For those of you at home who might not be hip to the popular show, "13 Reasons" follows the story of high school teenagers after the suicide of one of their classmates named Hannah Baker. Hannah leaves behind a series of audio cassettes explaining her death, and the 13 reasons why she did it.
Drama ensues. You get where this is going.
Sure, while this kind of content can be attention grabbing and the series is ultimately dubbed a "thriller," there is that whole piece about glamorizing suicide and making it seem kind of mysterious and cool which it is... well... not.
In fact, it's incredibly serious.
There has been public outcry and concern that impressionable young people -- who may have these kinds of negative thoughts -- could be seriously triggered by the content and images portrayed.
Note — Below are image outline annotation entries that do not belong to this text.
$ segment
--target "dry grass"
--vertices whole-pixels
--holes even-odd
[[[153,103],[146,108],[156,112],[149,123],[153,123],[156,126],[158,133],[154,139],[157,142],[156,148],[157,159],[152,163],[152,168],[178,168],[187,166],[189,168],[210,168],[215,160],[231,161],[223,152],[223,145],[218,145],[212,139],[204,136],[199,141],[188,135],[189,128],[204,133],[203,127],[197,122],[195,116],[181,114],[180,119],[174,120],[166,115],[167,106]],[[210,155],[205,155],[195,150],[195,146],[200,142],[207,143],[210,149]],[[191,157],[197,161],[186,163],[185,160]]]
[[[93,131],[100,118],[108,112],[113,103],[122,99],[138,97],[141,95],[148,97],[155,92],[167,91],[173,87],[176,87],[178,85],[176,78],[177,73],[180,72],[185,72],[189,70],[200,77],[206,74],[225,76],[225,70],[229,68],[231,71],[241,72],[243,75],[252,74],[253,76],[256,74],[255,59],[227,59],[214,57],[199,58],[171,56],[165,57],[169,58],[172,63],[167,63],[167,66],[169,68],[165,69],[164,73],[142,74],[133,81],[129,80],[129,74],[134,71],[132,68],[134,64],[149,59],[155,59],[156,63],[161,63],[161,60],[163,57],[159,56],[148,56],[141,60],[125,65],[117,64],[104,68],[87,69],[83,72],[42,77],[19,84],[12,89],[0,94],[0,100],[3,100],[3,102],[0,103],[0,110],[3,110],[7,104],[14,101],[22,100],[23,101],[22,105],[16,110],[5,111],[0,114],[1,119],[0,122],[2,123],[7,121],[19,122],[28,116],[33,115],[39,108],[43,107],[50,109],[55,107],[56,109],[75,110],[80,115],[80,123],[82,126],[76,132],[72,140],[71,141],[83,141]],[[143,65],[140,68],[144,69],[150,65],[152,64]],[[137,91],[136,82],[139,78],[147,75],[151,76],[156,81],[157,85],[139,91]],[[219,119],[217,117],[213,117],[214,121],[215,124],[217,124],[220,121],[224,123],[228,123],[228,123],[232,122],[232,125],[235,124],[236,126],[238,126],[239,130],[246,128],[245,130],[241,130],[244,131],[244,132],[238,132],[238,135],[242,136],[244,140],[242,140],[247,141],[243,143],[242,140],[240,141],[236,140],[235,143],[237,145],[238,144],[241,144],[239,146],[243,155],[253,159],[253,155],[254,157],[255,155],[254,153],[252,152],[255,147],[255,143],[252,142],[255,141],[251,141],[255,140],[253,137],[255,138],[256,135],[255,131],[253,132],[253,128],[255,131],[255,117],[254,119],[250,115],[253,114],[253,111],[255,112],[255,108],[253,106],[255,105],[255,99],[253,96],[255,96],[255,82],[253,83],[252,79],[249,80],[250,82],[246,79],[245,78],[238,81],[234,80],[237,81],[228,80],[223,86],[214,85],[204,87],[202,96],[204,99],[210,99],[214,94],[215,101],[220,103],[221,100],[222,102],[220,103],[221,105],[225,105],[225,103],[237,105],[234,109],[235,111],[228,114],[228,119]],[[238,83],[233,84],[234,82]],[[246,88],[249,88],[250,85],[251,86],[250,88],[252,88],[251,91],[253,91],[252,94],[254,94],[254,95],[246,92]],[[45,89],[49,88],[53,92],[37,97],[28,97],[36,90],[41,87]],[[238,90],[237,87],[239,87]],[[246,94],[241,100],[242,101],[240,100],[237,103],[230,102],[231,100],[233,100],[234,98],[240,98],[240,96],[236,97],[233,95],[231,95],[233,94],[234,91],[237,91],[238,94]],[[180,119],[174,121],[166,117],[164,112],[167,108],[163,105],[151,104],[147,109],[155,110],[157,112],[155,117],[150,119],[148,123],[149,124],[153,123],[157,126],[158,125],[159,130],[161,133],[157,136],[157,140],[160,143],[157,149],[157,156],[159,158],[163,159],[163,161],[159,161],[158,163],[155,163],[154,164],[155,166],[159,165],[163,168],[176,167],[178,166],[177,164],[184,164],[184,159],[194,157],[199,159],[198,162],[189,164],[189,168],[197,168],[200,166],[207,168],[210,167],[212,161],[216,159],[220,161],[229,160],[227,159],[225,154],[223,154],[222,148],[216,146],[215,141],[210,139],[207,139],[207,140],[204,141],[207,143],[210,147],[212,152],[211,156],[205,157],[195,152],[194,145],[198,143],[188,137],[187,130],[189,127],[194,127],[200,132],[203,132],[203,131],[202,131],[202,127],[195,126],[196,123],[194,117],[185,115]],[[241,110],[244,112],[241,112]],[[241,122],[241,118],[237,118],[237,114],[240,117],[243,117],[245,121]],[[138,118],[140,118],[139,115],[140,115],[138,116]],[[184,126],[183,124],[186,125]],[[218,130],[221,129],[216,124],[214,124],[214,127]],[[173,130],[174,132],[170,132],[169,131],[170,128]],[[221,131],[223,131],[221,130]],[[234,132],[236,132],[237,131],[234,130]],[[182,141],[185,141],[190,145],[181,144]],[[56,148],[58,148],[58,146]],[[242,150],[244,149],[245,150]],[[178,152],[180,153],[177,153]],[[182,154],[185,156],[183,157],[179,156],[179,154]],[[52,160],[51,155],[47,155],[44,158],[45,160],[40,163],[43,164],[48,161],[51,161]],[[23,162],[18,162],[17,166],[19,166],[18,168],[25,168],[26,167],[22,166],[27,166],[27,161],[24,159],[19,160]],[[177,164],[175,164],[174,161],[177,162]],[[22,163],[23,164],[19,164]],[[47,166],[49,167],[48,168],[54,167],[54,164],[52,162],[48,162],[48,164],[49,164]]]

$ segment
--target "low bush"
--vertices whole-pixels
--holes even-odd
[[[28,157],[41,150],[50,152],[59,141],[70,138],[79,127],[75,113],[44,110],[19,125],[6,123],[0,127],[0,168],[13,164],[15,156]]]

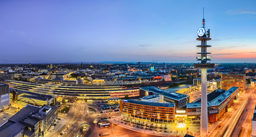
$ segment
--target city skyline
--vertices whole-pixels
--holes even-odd
[[[253,62],[255,3],[1,1],[0,63],[196,62],[203,7],[213,63]]]

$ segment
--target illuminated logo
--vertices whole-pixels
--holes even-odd
[[[200,27],[197,30],[197,35],[198,37],[202,37],[205,33],[205,30],[203,27]]]

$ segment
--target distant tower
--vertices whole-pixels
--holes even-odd
[[[51,69],[53,69],[53,64],[52,63],[51,63],[51,65],[50,65],[50,68],[51,68]]]
[[[207,69],[214,68],[214,64],[207,63],[207,61],[211,61],[211,57],[207,56],[207,54],[211,54],[207,52],[207,47],[212,46],[207,45],[207,41],[212,39],[210,38],[210,29],[206,32],[205,29],[205,20],[204,18],[203,21],[203,27],[200,27],[197,30],[198,38],[197,40],[201,41],[201,45],[196,46],[197,47],[201,48],[201,52],[196,53],[201,54],[201,57],[196,57],[197,61],[200,61],[200,63],[194,64],[194,68],[201,69],[201,136],[206,137],[208,133],[208,114],[207,109]]]
[[[31,64],[30,63],[28,64],[28,68],[31,68]]]

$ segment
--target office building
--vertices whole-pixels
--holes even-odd
[[[58,115],[55,106],[27,105],[0,125],[1,137],[44,136]]]
[[[251,137],[256,137],[256,106],[251,119]]]
[[[13,74],[0,73],[0,81],[4,81],[5,80],[12,80],[13,79]]]
[[[51,80],[51,79],[47,79]],[[87,100],[106,100],[109,97],[130,98],[139,96],[137,88],[123,89],[119,85],[60,84],[41,82],[29,82],[8,80],[15,85],[14,89],[56,96],[58,100],[67,100],[73,102],[77,99]],[[8,91],[9,92],[9,91]]]
[[[240,91],[245,93],[246,82],[245,74],[222,74],[221,89],[228,90],[232,87],[238,87]]]
[[[9,85],[0,83],[0,111],[10,105]]]
[[[120,101],[120,110],[138,121],[170,124],[174,122],[175,108],[175,103],[129,100]]]
[[[162,90],[154,86],[140,88],[140,97],[157,95],[160,97],[161,102],[175,103],[179,109],[189,102],[189,95]]]
[[[147,96],[144,96],[140,98],[140,100],[142,101],[152,102],[161,102],[160,96],[157,95],[153,95]]]
[[[163,68],[167,68],[167,65],[166,64],[166,63],[163,63]]]
[[[239,87],[232,87],[226,91],[225,90],[216,90],[207,95],[207,122],[217,121],[237,99],[239,92]],[[202,100],[194,103],[187,104],[188,123],[202,123]]]
[[[201,136],[205,137],[208,134],[208,121],[207,116],[207,69],[214,68],[214,64],[207,63],[207,61],[211,61],[211,57],[207,56],[211,53],[208,52],[207,47],[212,46],[207,44],[207,41],[211,40],[210,38],[210,29],[206,32],[205,29],[205,19],[203,19],[203,27],[197,30],[197,36],[196,40],[201,42],[201,44],[196,46],[201,47],[201,52],[196,54],[200,54],[199,57],[196,57],[197,61],[201,61],[198,63],[194,64],[194,68],[201,70],[201,92],[202,102],[201,106]]]
[[[10,89],[10,99],[16,104],[25,106],[27,104],[42,106],[56,104],[56,96],[33,93],[13,88]]]
[[[182,76],[187,75],[187,69],[177,68],[177,75]]]

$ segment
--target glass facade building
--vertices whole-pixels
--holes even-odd
[[[232,87],[238,87],[240,91],[246,92],[245,74],[222,74],[221,89],[229,90]]]

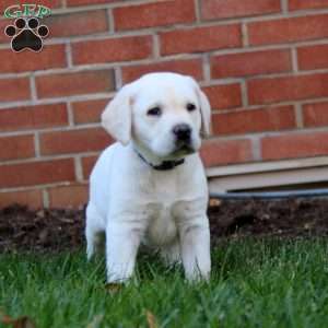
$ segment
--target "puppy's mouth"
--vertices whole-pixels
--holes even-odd
[[[177,141],[173,154],[192,154],[196,149],[190,144],[190,142]]]

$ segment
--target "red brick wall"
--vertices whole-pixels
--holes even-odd
[[[40,54],[13,54],[0,33],[0,206],[85,201],[110,142],[101,112],[156,70],[194,75],[208,94],[208,166],[328,155],[327,0],[32,2],[54,9]]]

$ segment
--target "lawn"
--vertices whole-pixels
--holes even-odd
[[[211,281],[139,259],[133,283],[105,288],[102,258],[83,251],[0,256],[0,308],[36,327],[327,327],[328,241],[230,239],[212,251]],[[0,327],[4,327],[1,326]]]

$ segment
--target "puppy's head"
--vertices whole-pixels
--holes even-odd
[[[125,85],[107,105],[103,127],[122,144],[137,145],[161,159],[198,151],[210,134],[211,108],[190,77],[151,73]]]

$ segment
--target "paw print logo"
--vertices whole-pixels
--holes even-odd
[[[40,51],[43,49],[43,38],[49,34],[49,28],[46,25],[39,25],[36,17],[25,20],[19,17],[14,25],[8,25],[4,30],[7,36],[12,37],[11,48],[15,52],[24,49],[32,51]]]

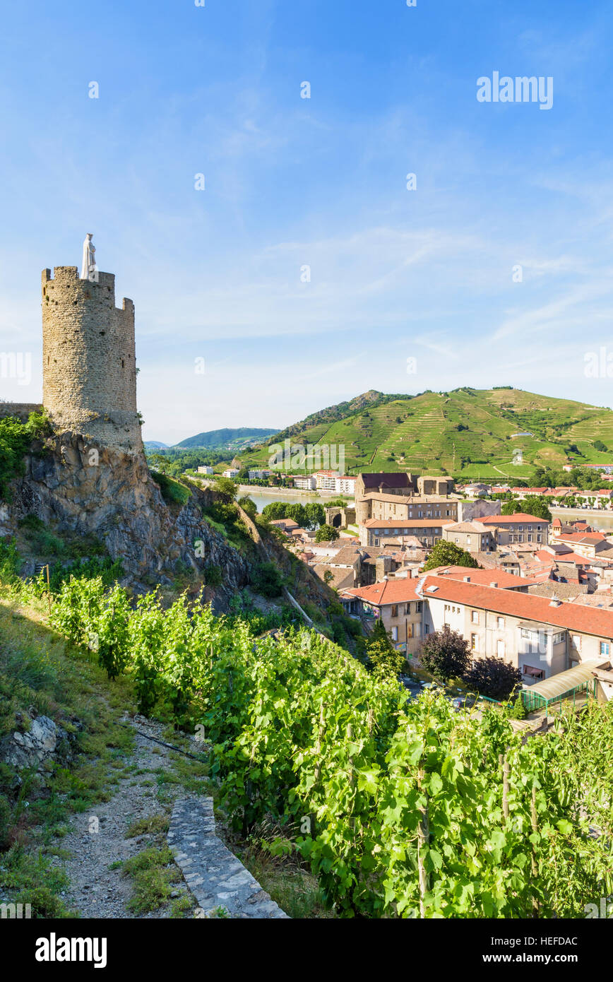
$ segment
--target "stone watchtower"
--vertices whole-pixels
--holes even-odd
[[[134,303],[115,306],[113,273],[53,273],[42,271],[42,405],[57,427],[138,453]]]

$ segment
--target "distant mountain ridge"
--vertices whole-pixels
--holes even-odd
[[[512,482],[529,478],[536,467],[613,464],[613,410],[512,386],[415,396],[371,389],[310,413],[268,444],[286,438],[344,448],[350,474],[406,470]],[[269,451],[236,456],[243,466],[263,466]]]
[[[328,406],[325,409],[311,412],[310,415],[306,416],[305,419],[301,419],[298,423],[286,426],[279,433],[275,433],[275,438],[272,442],[276,443],[278,440],[285,440],[286,437],[297,436],[304,430],[308,430],[312,426],[319,426],[321,423],[329,424],[337,422],[339,419],[352,416],[362,409],[373,409],[377,406],[385,406],[386,403],[391,403],[395,399],[412,399],[412,396],[386,396],[384,392],[369,389],[368,392],[363,392],[362,396],[355,396],[354,399],[350,399],[348,402]]]
[[[182,440],[181,443],[175,444],[175,447],[194,450],[208,447],[227,447],[236,443],[256,443],[266,440],[275,432],[276,430],[274,429],[261,429],[254,426],[240,426],[238,429],[206,430],[203,433],[196,433],[195,436],[188,437],[187,440]]]

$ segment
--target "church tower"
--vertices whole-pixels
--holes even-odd
[[[53,274],[42,271],[42,404],[56,427],[139,453],[134,303],[115,306],[113,273]]]

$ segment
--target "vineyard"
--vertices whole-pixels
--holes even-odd
[[[50,624],[202,739],[236,828],[272,819],[270,847],[299,852],[340,916],[584,917],[613,893],[611,703],[523,740],[316,632],[135,606],[101,578],[64,582]]]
The worry has stretched from outspoken celebrities like Shannon Purser of "Stranger Things," who said she doesn't want teenagers to "unwittingly watch something that could affect you in a negative way emotionally" to The National Association of School Psychologists.
Additionally, The National Association of Schools Psychologists released the following statement:
Its powerful storytelling may lead impressionable viewers to romanticize the choices made by the characters and/or develop revenge fantasies. They may easily identify with the experiences portrayed and recognize both the intentional and unintentional effects on the central character.
So, what did Netflix do?
Responding to the feedback, Netflix aded new trigger warnings before each episode, plus the specific warnings that were already included on specific episodes.
The Hollywood Reporter ran the following statement from Netflix:
While many of our members find the show to be a valuable driver for starting important conversation with their families, we have also heard concern from those who feel the series should carry additional advisories. Currently the episodes that carry graphic content are identified as such and the series overall carries a TV-MA rating. Moving forward, we will add an additional viewer warning card before the episode as an extra precaution for those about to start the series.
In the meantime, viewer content discretion is advised, and if you or someone you know is in trouble or having suicidal thoughts, call 911 or the National Suicide Prevention Hotline at 1-800-273-8255.